そして、彼のアンカーの先には救出されたホップの姿が。
「ホップは保護した!
後は思う存分やってくれ!」
「あーっ! ズルい!」
告げるライブコンボイの言葉にガスケットが声を上げ――
「お前達」
そんな彼らに、ギャラクシーコンボイは先ほど以上の威圧感を込めた口調で告げた。そのとなりになのはも舞い降り、プリムラを装着してレイジングハートをかまえる。
「これだけこっちをかき回してくれたんですから……」
「覚悟はできているんだろうな?」
「い、いえ……」
「できてませ〜んっ!」
なのはとギャラクシーコンボイの言葉に、ガスケット達は思わず絶叫し――
「ギャラクシーコンボイ!」
叫んで、メガロコンボイがギャラクシーコンボイに自らのメガロアックスを投げ渡した。
「ブッ飛ばすんならソイツを使え。
スカッとすること請け合いだぞ」
「すまない、メガロコンボイ。
では――やるか、なのは!」
「はい!」
メガロコンボイに答え、告げるギャラクシーコンボイになのはが答え、
『フォースチップ、イグニッション!』
なのはとギャラクシーコンボイの咆哮が交錯し、飛来したセイバートロン星のフォースチップはギャラクシーキャノン――ではなくメガロコンボイから託されたメガロアックスのチップスロットに飛び込んだ。
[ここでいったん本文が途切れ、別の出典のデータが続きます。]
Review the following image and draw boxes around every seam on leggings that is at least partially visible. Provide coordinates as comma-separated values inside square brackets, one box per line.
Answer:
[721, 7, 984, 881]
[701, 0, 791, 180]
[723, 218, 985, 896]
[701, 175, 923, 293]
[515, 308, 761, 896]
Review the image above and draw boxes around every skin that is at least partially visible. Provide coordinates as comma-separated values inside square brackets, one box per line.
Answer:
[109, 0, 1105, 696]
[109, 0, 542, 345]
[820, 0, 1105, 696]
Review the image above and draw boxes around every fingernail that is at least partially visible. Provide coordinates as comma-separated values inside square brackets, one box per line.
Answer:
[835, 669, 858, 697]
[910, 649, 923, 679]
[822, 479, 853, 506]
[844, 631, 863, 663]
刃が展開され、ギャラクシーコンボイは渾身の力で巨大なメガロアックスを振りかぶる。
《いっけぇ! ギャラクシーコンボイ!》
「ズバーンッ! とブッ飛ばしちゃってください!」
「おぅ!」
プリムラとなのはの声援に答え、ギャラクシーコンボイは一直線にガスケット達に突撃し――
「名づけて――
ギャラクシー、ギガクラッシュ!」
思い切り遠心力を加えたメガロアックスの一撃が、ガスケットとアームバレットをブッ飛ばす!
『ごぉめんなさぁぁぁぁぁいっ!』
思わず謝りながら、ガスケット達はブッ飛ばされていき――久しぶりに空の星になったのは、それから数秒後のことだった。
「ボク達は出る幕はなかったな」
「大したもんだ」
「頼りになるな」
「さすがは琥珀殿でござるな」
「ま、ざっとこんなもんですよ♪」
とりあえずは一件落着。口々にほめたたえるライブコンボイ達の言葉に、琥珀は「えっへん!」と胸を張って答える。
「ホント、すごいわねぇ……
なんだか、私も乗ってみたくなっちゃった」
「えー? お母さん、操縦できるの?」
《家のビデオの操作だってなの姉に任せきりなのに》
「うぅ、それを言わないでよぉ……」
ランブルに興味を抱いたもののなのはやプリムラに一蹴され、桃子が思わず肩を落とすと、
「しかし……もうデストロンがここまで入ってきてるなんてね……」
「他のルートに入ったみんなの方にも、現れる可能性は高いでござるな……」
ガスケット達の出現に懸念を抱く美由希の言葉に、メビウスショットもまた腕組みしてつぶやく。
「よし、我々も気を引き締めて先へ進もう。
ギガロニアのプラネットフォースを、ヤツらに渡すワケにはいかない」
「はい!
がんばりましょう、ギャラクシーコンボイさん!」
ギャラクシーコンボイの言葉に答え、なのはは手の中のレイジングハートへと視線を落とした。
「絶対に、プラネットフォースはデストロンには渡せない――」
(マスターガルバトロンさんを、止めるためにも……!)
言葉の後半は口に出さず――なのはが思い返すのはルインコンボイ戦で、そして先のデスザラス戦で自分を助けてくれたマスターガルバトロンの姿――
(そう――マスターガルバトロンさんだって、きっと本当は悪い人じゃない……!
だから――)
(わたしが……絶対に止めてみせる!)
決意を新たにし、なのはは改めてレイジングハートを握り締めた。